U.S. stocks slipped from all top levels on Tuesday, while market rotation in value stocks led to a new European index record.
The S&P 500 fell 0.1 percent at the opening of the bell in New York, slipping from a high hit the day before for the blue-ship index. The technically heavy Nasdaq Composite is also dipped with the same margin.
“Clearly, we’ve seen a great set of values,” said Robert Alster, chief investment officer at Close Brothers Asset Management. But despite the “apartment” open on Wall Street, “the underlying trend is for the U.S. to move more,” he added.
S&P 500 reached another maximum on Monday, after a report showed activity in the huge U.S. service sector was expanding at the fastest rate recorded last month – an indication that the world’s largest economy is recovering rapidly from the Covid-19 crisis.
“We think investors shouldn’t be afraid to enter the market at all times,” said Mark Haefele, chief investment officer for global wealth management at UBS, referring to U.S. stocks. “We recommend that you continue with the position for reflation trade as the economic recovery accelerates. ”
The Stoxx Europe 600 index across the region earned 1% in early trade, exceeding the previous record set in February 2020, before the coronavirus crisis has launched a tough slip in global markets. The rapper later cut profits, leaving growth of 0.7 percent.
Shares across Europe rose on Tuesday, Britain’s FTSE 100 rose 1.3 percent, Germany’s Xetra Dax rose 0.9 percent and France’s CAC 40 rose 0.5 percent.
It took European stock markets more time to recover from rivals on Wall Street, as the region has a higher share of cyclical companies whose outlook is closely linked to the economic outlook. In contrast, the United States is home to the world’s largest growing companies, especially in technology, who managed to sustain rapid sales growth during the pandemic.
The Stoxx 600 gained 9 percent this year after falling nearly 40 percent last spring and ending 2020 by 4 percent. American reference value The S&P 500 has risen a similar margin in 2021, but reached more than 16 percent last year.
The biggest winners in Europe this year were sectors such as carmakers, travel and leisure companies and banks – all of which have risen by at least 20 per cent since the end of 2020.
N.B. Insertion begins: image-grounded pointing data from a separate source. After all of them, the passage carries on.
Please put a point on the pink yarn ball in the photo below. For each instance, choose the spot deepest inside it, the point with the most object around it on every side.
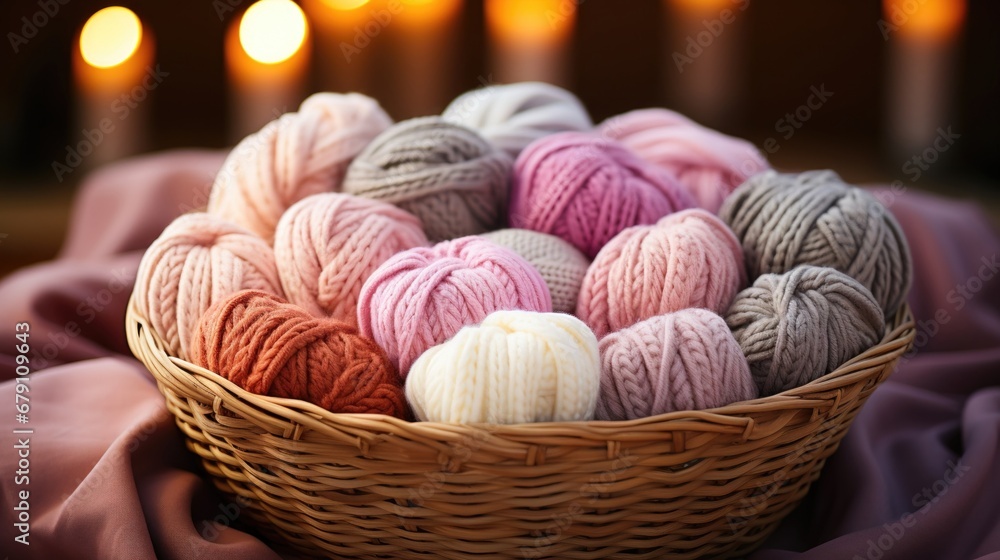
(586, 189)
(709, 164)
(328, 244)
(198, 260)
(297, 155)
(687, 360)
(423, 296)
(687, 259)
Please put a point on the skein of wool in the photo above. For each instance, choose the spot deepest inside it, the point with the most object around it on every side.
(328, 244)
(800, 325)
(515, 367)
(270, 347)
(687, 259)
(686, 360)
(586, 189)
(784, 220)
(294, 156)
(709, 164)
(199, 259)
(512, 116)
(421, 297)
(561, 265)
(445, 174)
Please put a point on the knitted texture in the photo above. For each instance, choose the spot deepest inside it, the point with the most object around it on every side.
(270, 347)
(709, 164)
(327, 245)
(585, 190)
(687, 259)
(446, 175)
(514, 115)
(516, 367)
(686, 360)
(297, 155)
(800, 325)
(784, 220)
(561, 265)
(199, 259)
(423, 296)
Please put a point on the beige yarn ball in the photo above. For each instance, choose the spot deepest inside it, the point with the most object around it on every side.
(561, 265)
(515, 367)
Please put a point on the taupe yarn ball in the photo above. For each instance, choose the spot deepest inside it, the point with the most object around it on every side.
(800, 325)
(443, 173)
(784, 220)
(561, 265)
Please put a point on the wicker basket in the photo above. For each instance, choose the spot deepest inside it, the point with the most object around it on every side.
(680, 485)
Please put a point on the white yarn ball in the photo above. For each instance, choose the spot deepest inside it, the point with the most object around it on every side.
(512, 116)
(515, 367)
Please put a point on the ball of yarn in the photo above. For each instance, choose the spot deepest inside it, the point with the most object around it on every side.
(294, 156)
(328, 244)
(800, 325)
(198, 260)
(446, 175)
(784, 220)
(270, 347)
(687, 259)
(512, 116)
(686, 360)
(421, 297)
(585, 190)
(515, 367)
(709, 164)
(561, 265)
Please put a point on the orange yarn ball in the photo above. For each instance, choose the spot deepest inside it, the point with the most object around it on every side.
(271, 347)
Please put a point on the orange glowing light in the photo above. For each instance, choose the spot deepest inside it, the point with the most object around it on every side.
(272, 31)
(110, 37)
(932, 19)
(345, 5)
(530, 21)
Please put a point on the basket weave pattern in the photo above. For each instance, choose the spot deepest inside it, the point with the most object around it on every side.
(680, 485)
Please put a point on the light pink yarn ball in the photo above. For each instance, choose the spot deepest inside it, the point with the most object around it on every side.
(199, 259)
(328, 244)
(687, 259)
(687, 360)
(709, 164)
(423, 296)
(585, 189)
(297, 155)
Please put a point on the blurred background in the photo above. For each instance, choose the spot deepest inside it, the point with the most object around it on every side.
(901, 92)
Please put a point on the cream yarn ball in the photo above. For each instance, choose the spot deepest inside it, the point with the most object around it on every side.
(515, 367)
(561, 265)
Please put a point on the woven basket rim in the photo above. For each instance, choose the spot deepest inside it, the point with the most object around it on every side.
(734, 417)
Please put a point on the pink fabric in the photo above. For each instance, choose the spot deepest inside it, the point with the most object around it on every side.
(709, 164)
(111, 478)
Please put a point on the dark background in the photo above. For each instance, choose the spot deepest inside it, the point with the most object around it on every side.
(620, 60)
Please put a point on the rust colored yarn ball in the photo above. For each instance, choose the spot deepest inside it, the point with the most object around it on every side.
(271, 347)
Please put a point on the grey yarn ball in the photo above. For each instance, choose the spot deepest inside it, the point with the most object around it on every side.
(561, 265)
(800, 325)
(785, 219)
(447, 175)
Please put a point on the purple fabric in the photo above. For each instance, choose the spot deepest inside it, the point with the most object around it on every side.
(916, 476)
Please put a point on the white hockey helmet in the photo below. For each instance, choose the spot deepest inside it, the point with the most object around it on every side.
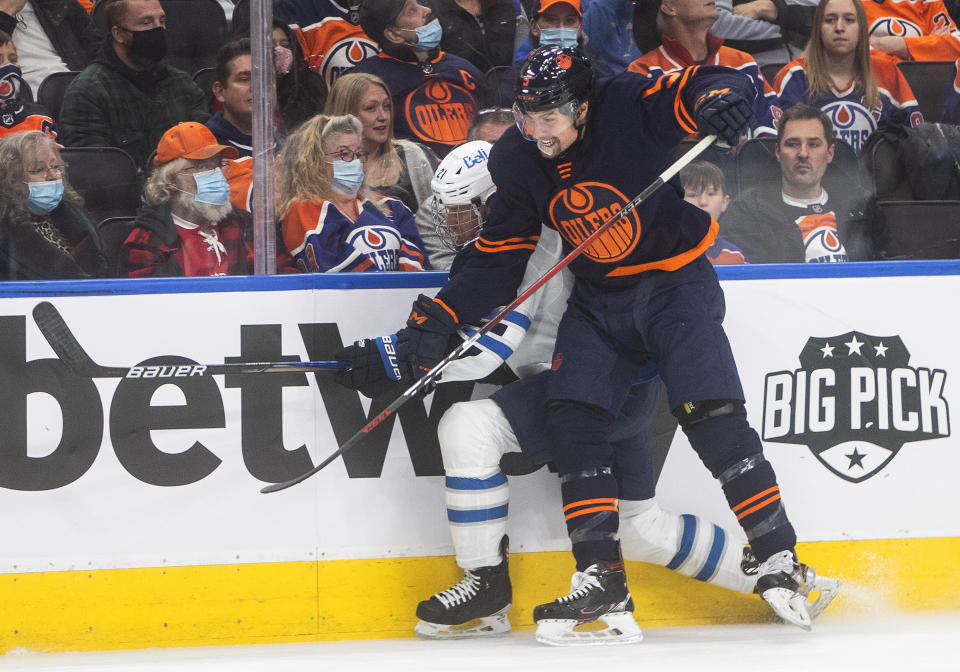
(461, 186)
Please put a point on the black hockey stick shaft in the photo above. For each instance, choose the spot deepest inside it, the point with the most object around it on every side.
(68, 349)
(434, 373)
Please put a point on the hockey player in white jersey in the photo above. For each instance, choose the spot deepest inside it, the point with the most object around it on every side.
(475, 435)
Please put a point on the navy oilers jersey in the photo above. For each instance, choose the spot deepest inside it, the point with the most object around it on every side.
(631, 136)
(433, 101)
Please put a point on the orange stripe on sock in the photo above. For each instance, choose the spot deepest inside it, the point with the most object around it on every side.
(758, 506)
(748, 502)
(591, 510)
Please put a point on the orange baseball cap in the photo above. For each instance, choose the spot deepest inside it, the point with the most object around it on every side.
(190, 140)
(544, 5)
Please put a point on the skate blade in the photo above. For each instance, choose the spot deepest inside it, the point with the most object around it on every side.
(496, 625)
(621, 629)
(828, 589)
(788, 605)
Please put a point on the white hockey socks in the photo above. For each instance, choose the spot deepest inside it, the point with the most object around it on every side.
(684, 543)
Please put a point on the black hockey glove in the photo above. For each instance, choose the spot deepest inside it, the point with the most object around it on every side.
(425, 340)
(726, 114)
(375, 367)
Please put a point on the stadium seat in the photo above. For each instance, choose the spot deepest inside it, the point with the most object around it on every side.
(930, 82)
(113, 232)
(921, 229)
(52, 88)
(195, 31)
(106, 177)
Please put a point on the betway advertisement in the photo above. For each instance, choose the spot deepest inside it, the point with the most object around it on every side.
(147, 459)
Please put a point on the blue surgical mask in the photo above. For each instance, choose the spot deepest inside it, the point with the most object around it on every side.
(212, 187)
(558, 37)
(44, 196)
(348, 176)
(428, 36)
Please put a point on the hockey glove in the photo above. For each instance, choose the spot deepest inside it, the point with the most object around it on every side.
(375, 367)
(726, 114)
(425, 340)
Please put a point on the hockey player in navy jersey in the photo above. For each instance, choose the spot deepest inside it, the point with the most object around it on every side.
(643, 291)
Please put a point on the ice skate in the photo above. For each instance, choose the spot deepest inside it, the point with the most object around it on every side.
(599, 593)
(787, 584)
(475, 607)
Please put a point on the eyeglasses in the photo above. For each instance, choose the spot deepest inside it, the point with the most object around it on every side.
(350, 154)
(42, 172)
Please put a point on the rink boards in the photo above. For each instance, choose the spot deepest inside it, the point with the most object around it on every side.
(132, 510)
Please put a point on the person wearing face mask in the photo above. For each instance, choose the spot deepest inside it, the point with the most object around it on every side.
(16, 114)
(330, 221)
(686, 40)
(435, 94)
(128, 97)
(45, 234)
(188, 226)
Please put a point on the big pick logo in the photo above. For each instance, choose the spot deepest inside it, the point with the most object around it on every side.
(855, 401)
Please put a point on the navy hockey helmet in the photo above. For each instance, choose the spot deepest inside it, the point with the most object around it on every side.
(552, 76)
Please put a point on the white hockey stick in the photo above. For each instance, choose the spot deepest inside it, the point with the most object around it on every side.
(434, 373)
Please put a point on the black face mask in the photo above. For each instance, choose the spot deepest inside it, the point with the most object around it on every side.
(150, 45)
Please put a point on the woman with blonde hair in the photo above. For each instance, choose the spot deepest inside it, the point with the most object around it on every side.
(857, 88)
(400, 169)
(45, 234)
(330, 220)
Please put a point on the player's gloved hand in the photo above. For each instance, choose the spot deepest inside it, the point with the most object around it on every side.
(727, 115)
(424, 341)
(375, 367)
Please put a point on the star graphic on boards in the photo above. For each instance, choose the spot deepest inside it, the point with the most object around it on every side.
(854, 345)
(856, 459)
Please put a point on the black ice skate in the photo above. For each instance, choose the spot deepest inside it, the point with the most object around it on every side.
(786, 584)
(483, 593)
(599, 593)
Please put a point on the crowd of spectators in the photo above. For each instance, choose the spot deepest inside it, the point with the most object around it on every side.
(372, 94)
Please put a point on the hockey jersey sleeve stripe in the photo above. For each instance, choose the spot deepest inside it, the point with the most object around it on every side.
(671, 263)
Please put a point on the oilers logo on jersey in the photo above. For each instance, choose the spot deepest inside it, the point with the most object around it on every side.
(377, 243)
(578, 211)
(439, 111)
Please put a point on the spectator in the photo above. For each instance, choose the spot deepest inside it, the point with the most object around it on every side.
(490, 123)
(188, 226)
(837, 72)
(53, 35)
(480, 31)
(17, 115)
(129, 97)
(330, 221)
(919, 31)
(45, 233)
(795, 219)
(435, 94)
(703, 186)
(686, 40)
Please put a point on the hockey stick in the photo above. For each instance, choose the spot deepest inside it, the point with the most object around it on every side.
(71, 353)
(434, 373)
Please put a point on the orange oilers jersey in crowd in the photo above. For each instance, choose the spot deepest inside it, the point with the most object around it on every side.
(852, 121)
(672, 56)
(433, 101)
(334, 46)
(630, 137)
(925, 25)
(321, 239)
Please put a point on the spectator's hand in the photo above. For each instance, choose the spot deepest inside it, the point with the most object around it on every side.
(726, 114)
(895, 46)
(763, 10)
(423, 343)
(374, 365)
(12, 7)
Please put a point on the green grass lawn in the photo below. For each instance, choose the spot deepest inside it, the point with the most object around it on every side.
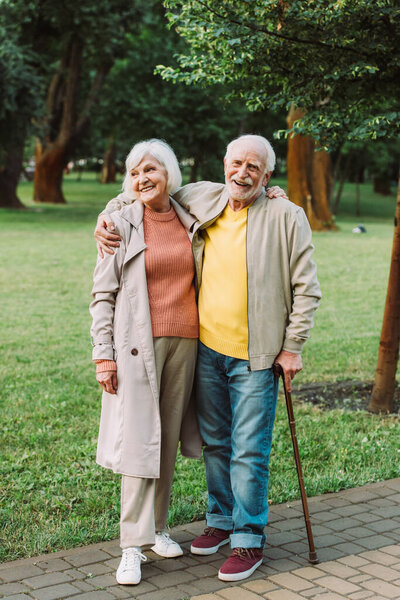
(52, 494)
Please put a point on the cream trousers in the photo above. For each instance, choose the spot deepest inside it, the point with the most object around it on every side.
(144, 502)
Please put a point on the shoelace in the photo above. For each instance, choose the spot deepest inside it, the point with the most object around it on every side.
(209, 530)
(165, 538)
(131, 557)
(244, 553)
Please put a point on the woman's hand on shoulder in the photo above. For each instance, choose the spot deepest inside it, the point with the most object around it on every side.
(108, 381)
(104, 235)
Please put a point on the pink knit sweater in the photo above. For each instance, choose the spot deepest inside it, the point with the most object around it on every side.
(170, 279)
(170, 276)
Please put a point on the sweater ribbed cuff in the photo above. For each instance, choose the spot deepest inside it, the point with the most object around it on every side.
(105, 365)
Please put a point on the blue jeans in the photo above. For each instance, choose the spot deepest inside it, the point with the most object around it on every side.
(236, 413)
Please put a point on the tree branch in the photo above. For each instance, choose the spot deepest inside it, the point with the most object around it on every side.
(280, 36)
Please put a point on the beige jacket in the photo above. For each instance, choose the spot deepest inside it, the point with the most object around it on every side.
(282, 287)
(130, 431)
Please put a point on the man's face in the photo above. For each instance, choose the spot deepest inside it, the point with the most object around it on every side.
(245, 173)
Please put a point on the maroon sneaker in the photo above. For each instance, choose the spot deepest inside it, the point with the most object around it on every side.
(211, 540)
(241, 564)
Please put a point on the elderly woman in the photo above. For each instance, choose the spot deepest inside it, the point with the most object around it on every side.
(144, 335)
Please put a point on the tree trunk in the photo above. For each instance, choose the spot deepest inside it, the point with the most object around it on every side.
(50, 164)
(385, 376)
(109, 169)
(9, 177)
(358, 198)
(382, 186)
(342, 179)
(194, 170)
(309, 177)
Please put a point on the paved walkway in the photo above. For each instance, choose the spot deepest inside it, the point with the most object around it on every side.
(357, 536)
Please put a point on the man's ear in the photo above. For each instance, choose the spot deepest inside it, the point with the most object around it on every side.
(267, 177)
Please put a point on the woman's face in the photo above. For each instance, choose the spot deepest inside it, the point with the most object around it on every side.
(149, 182)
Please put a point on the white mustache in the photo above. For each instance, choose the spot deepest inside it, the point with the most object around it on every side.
(245, 181)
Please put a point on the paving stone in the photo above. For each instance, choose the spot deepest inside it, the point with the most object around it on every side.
(260, 586)
(337, 585)
(282, 595)
(328, 596)
(325, 554)
(297, 547)
(143, 588)
(55, 592)
(337, 569)
(55, 564)
(347, 511)
(46, 580)
(368, 517)
(75, 574)
(202, 571)
(168, 565)
(96, 595)
(120, 591)
(312, 592)
(388, 590)
(288, 580)
(102, 580)
(189, 589)
(170, 579)
(283, 537)
(290, 524)
(354, 561)
(358, 532)
(379, 556)
(12, 574)
(210, 584)
(88, 557)
(83, 586)
(385, 573)
(395, 550)
(324, 541)
(18, 597)
(206, 597)
(12, 588)
(361, 595)
(284, 564)
(95, 569)
(349, 548)
(238, 593)
(308, 572)
(388, 512)
(375, 541)
(359, 578)
(167, 594)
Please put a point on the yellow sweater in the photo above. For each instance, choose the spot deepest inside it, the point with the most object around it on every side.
(223, 291)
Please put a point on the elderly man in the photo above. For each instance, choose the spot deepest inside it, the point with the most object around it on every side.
(257, 296)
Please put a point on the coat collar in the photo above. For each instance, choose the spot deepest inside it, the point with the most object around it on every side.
(133, 213)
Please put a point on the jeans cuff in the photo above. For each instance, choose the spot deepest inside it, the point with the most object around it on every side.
(219, 521)
(247, 540)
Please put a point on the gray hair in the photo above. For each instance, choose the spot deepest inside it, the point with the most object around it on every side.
(162, 152)
(270, 164)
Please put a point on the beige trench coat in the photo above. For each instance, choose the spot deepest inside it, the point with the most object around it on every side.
(130, 430)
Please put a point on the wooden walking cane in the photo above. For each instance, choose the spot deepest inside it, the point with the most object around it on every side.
(288, 397)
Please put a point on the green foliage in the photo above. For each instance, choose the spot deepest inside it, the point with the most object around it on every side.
(338, 59)
(52, 494)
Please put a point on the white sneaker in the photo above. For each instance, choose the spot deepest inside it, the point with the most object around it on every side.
(166, 547)
(128, 572)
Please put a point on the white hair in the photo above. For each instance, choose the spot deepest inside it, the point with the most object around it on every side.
(270, 164)
(162, 152)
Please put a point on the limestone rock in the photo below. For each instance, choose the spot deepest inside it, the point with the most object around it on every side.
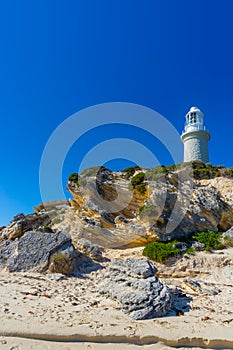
(34, 251)
(21, 224)
(229, 234)
(201, 286)
(92, 250)
(134, 285)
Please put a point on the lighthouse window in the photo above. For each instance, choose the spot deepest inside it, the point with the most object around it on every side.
(193, 118)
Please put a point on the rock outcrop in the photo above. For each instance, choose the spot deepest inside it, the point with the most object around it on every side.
(228, 235)
(134, 285)
(136, 206)
(40, 252)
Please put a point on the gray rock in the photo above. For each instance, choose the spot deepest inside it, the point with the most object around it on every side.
(202, 287)
(91, 249)
(34, 250)
(182, 246)
(134, 285)
(198, 246)
(229, 234)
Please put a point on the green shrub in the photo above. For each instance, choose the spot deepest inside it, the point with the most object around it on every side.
(228, 241)
(74, 177)
(138, 179)
(148, 210)
(211, 240)
(160, 252)
(156, 173)
(130, 171)
(141, 188)
(92, 171)
(47, 229)
(190, 250)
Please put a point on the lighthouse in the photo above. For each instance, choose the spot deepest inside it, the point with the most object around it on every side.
(195, 137)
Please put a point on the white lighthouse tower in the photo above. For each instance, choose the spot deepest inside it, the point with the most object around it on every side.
(195, 137)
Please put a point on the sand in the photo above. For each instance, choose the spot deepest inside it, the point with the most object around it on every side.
(45, 312)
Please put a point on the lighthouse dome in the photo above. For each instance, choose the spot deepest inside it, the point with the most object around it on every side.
(195, 110)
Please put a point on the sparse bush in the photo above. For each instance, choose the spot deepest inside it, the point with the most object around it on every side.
(211, 240)
(130, 171)
(141, 188)
(47, 229)
(228, 241)
(160, 252)
(92, 171)
(137, 179)
(148, 210)
(74, 177)
(156, 173)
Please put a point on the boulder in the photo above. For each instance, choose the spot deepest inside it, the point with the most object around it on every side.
(36, 251)
(92, 250)
(133, 284)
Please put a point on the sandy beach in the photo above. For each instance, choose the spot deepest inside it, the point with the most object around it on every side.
(57, 312)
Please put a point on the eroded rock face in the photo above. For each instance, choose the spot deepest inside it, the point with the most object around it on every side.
(107, 211)
(229, 234)
(134, 285)
(35, 251)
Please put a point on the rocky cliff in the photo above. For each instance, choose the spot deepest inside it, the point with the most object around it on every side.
(136, 206)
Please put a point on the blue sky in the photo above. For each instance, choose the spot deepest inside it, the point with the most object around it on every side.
(58, 57)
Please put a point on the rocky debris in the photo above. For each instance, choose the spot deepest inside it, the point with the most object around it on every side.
(198, 246)
(92, 250)
(39, 251)
(228, 234)
(132, 282)
(181, 246)
(201, 286)
(19, 216)
(201, 263)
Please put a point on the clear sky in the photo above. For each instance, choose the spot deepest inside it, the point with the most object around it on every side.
(58, 57)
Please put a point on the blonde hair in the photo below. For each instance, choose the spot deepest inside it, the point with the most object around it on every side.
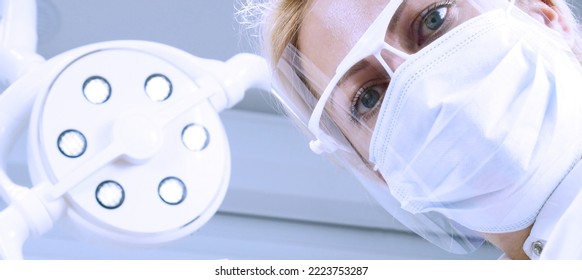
(279, 22)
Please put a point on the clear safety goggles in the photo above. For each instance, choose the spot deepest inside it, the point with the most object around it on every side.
(340, 109)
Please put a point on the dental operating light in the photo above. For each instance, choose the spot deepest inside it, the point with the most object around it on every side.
(124, 137)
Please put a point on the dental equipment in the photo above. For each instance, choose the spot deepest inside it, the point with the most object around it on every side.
(124, 137)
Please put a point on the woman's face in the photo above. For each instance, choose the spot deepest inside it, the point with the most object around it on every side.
(332, 27)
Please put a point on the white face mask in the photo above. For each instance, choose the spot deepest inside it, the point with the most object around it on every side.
(482, 125)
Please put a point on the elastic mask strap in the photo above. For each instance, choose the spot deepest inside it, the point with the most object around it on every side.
(510, 7)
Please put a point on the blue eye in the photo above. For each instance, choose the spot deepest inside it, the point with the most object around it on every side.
(369, 98)
(435, 19)
(367, 101)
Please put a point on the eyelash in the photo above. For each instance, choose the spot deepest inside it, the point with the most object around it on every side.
(356, 116)
(426, 12)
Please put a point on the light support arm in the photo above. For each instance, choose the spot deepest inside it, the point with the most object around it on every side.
(18, 39)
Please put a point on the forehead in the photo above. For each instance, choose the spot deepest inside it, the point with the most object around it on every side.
(331, 27)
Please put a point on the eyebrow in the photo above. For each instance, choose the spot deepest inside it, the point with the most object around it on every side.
(362, 64)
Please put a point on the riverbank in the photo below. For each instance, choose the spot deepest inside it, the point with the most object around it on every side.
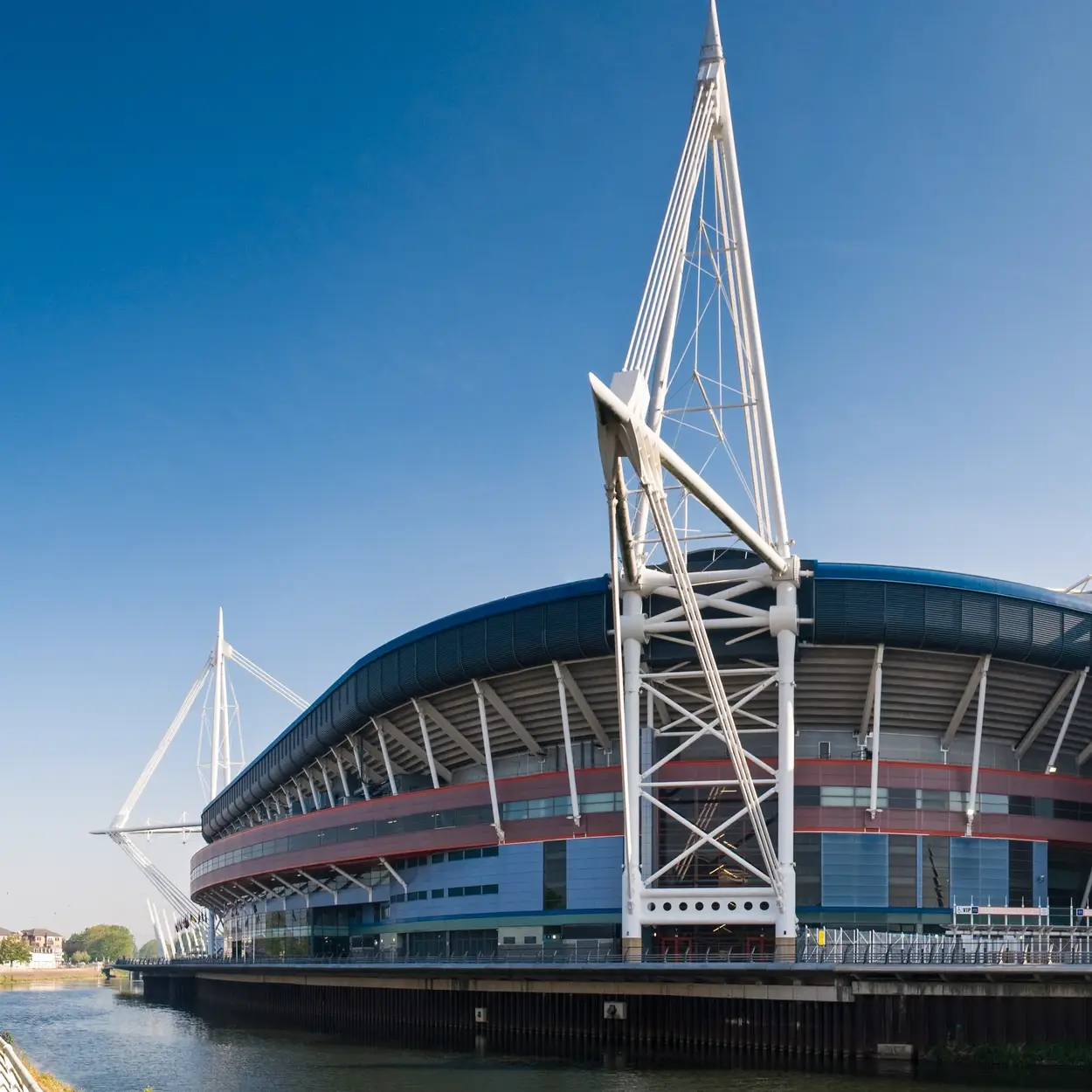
(46, 1080)
(21, 975)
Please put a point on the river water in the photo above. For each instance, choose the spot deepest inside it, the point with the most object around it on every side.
(103, 1040)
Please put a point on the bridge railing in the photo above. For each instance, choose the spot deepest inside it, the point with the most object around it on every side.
(14, 1077)
(1039, 948)
(826, 947)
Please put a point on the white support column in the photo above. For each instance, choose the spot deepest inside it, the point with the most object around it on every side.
(314, 793)
(353, 879)
(563, 695)
(877, 690)
(979, 715)
(785, 925)
(387, 758)
(362, 769)
(1044, 717)
(488, 765)
(1052, 764)
(632, 610)
(156, 930)
(319, 883)
(390, 868)
(428, 743)
(300, 794)
(326, 780)
(341, 773)
(218, 711)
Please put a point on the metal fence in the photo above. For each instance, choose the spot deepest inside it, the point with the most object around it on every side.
(1030, 948)
(14, 1077)
(829, 947)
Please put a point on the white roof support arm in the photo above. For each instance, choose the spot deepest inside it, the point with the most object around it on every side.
(387, 758)
(390, 868)
(1052, 763)
(319, 883)
(279, 688)
(353, 879)
(964, 702)
(400, 737)
(326, 781)
(362, 770)
(121, 818)
(302, 892)
(972, 802)
(341, 773)
(509, 717)
(450, 730)
(488, 764)
(563, 698)
(314, 793)
(877, 688)
(1052, 707)
(428, 743)
(300, 794)
(866, 712)
(584, 706)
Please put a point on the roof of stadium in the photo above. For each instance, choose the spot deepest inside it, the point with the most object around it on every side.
(935, 625)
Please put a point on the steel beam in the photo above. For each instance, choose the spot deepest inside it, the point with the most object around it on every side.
(450, 730)
(584, 706)
(414, 750)
(964, 702)
(1044, 717)
(509, 717)
(1051, 767)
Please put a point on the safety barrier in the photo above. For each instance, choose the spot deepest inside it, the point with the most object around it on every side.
(14, 1077)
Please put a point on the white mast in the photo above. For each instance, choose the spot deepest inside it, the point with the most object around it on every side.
(678, 424)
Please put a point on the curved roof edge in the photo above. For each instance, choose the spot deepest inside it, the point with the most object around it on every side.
(942, 577)
(508, 605)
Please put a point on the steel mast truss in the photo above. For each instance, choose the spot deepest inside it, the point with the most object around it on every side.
(690, 406)
(214, 673)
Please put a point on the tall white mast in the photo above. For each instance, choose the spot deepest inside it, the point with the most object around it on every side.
(219, 733)
(685, 428)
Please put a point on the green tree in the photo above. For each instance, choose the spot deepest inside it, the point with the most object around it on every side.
(101, 943)
(14, 950)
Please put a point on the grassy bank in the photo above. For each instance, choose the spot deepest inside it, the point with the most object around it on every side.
(46, 1082)
(13, 975)
(1013, 1054)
In the latest sign of how global economies are recovering from the pandemic, the Prime Minister of Great Britain Announced by Boris Johnson on Monday that England will move to step two of its “roadmaps” to lift the lock on April 12, when it will be possible to reopen spaces including open pubs, unimportant shops, hairdressers and indoor gyms.
The outlook was bleak in parts of continental Europe, where several countries reintroduced social restrictions as a result wave of infection and slower vaccine presentation.
Still, economists expect the eurozone economy to grow 4.2 percent this year, after falling 6.6 percent in 2020. The UK is projected to expand by slightly faster rate of 4.7 percent after a 9.8 percent drop last year, according to economists polled by Bloomberg.